Robert Helmer [:rhelmer]

Comment 14

•

11 years ago

(In reply to Peter Bengtsson [:peterbe] from comment #10) > Apparently even the `select count()` causes massive seq scan on raw_crashes!! > http://pastebin.mozilla.org/3147786 I see this same result across dev/stage/prod. If you add a WHERE clause for raw_crashes.date_processed (equivalent date range to the one used on reports) all the seq scans go away, and index scans are used on a smaller set of partitions instead.

Benjamin Smedberg

Reporter

Comment 15

•

11 years ago

You'd have to check the EXPLAIN results, but you can also try joining raw_crashes and crashes on raw_crashes.date_processed = reports_clean.date_processed AND raw_crashes.uuid = reports_clean.date_processed. That may cause the query planner to jump to the single correct partition to look it up. However, meta-question! Aren't the list of crashes in report/list generated from elasticsearch queries anyway? Why couldn't we just use the data from elasticsearch, instead of going back to postgres to get it again?

[DEACTIVATED] Adrian Gaudebert

Comment 16

•

11 years ago

(In reply to Benjamin Smedberg [:bsmedberg] from comment #15) > However, meta-question! Aren't the list of crashes in report/list generated > from elasticsearch queries anyway? Why couldn't we just use the data from > elasticsearch, instead of going back to postgres to get it again? That is not the case, raw crash data is not even in elasticsearch at the moment. PostgreSQL has its own copy of that data.
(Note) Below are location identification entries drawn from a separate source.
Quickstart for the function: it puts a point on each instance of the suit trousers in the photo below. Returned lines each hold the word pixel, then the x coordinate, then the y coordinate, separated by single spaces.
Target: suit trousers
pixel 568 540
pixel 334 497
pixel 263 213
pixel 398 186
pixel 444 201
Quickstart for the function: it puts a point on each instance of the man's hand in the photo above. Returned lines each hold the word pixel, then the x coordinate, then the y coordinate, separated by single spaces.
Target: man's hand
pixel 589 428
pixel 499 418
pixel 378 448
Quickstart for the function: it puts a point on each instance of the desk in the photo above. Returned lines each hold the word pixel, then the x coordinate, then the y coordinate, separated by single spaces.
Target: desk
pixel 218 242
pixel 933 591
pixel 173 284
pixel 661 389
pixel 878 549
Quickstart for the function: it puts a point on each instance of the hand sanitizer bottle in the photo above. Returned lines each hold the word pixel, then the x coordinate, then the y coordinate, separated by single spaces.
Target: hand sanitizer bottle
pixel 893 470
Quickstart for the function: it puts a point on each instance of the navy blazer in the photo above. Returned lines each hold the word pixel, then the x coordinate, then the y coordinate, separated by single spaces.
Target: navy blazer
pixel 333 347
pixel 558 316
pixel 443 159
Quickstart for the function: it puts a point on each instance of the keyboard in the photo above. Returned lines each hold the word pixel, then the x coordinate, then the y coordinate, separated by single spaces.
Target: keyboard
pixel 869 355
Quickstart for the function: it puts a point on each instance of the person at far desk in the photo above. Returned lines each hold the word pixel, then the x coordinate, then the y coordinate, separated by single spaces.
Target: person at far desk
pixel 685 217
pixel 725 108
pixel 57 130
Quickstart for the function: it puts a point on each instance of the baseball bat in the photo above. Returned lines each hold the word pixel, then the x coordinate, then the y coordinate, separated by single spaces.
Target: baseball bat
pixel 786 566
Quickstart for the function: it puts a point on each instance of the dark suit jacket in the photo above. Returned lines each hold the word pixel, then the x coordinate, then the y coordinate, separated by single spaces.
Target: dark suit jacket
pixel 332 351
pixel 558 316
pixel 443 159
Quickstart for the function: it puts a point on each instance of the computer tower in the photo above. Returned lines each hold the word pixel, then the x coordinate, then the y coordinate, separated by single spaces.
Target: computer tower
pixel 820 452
And report/list has always been using PostgreSQL, and not elasticsearch. We had planned to switch some day, but that never happened.

Benjamin Smedberg

Reporter

Comment 17

•

11 years ago

I don't see how it's going to be possible to fix bug 897139 properly without driving report/list from elasticsearch: how can you apply the same search limits to report/list?

Peter Bengtsson [:peterbe]

Assignee

Comment 18

•

11 years ago

Lovely new pull request: https://github.com/mozilla/socorro/pull/1572

[github robot]

Comment 19

•

11 years ago

Commit pushed to master at https://github.com/mozilla/socorro https://github.com/mozilla/socorro/commit/f55cecde56355d46e4c8983c183df60b06cc4efe fixes bug 889041 - return any raw field from report/list take 2, r=selenamarie

[github robot]

Updated

•

11 years ago

Status: REOPENED → RESOLVED

Closed: 11 years ago → 11 years ago

Resolution: --- → FIXED

Selena Deckelmann :selenamarie :selena

Updated

•

11 years ago

Flags: needinfo?(sdeckelmann)

Peter Bengtsson [:peterbe]

Assignee

Comment 20

•

11 years ago

QA Steps to reproduce: 1. Click on Top Crashers (for any version) 2. Click on any of the signatures 3. Click the Reports tab 4. Scroll down and expect there to be lots of new available columns you can add (all with a * suffix) 5. Select some of the columns with a * and click the "Save and reload" button Expected outcome: * Should see the columns selected in the big table

Whiteboard: [qa?]

Lonnen :lonnen

Updated

•

11 years ago

Target Milestone: 61 → 63

Lonnen :lonnen

Comment 21

•

11 years ago

verified on stage

Status: RESOLVED → VERIFIED

Lonnen :lonnen

Updated

•

11 years ago

Whiteboard: [qa?] → [qa+]

Nobody; OK to take it and work on it

Updated

•

8 years ago

Product: Socorro → Socorro Graveyard